This IoT Inspection Tool Tells You Exactly What Your Devices Are Doing

Recently. eeDesignIt revealed 10 hackable IoT devices that you probably own. If our devices are watching us all the time, why don’t we start watching them?

In an attempt to help users build trust in their IoT devices, a team of Princeton researchers has developed an open-source desktop tool that anyone can download via a one-click install process. The tool, Princeton IoT Inspector, automatically discovers IoT devices and analyzes their network traffic.

Using graphs and tables, the tool helps users identify security and privacy issues. The best part, for the non-tech-savvy, is that requires minimal technical skills and no special hardware.

The team developed the tool in an attempt to answer questions that users should be thinking about as they continue to connect their homes to the Internet.

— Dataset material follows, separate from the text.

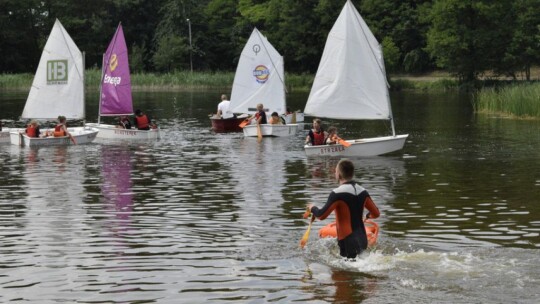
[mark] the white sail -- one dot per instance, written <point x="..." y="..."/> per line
<point x="259" y="78"/>
<point x="58" y="86"/>
<point x="351" y="81"/>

  • Who do your devices talk to? Which third-party services are these smart devices talking to?
  • What information is gathered? What information are these devices gathering and is the information being shared?
  • Are the devices hacked? The team developed anomaly detection algorithms to check if the behavior of a device is different from similar devices of other users.

An excerpt from the IoT Inspector blog:

For instance, let’s say you have a Roku TV and that you are live-streaming the Bloomberg Channel without interacting with the TV otherwise. Do you know that the Bloomberg Channel could be communicating with 13 different advertising and tracking servers in the background? Or let’s say you have a smart Geeni light bulb. Are you aware that it could be communicating with a Chinese company every 30 seconds even while you are not using the bulb?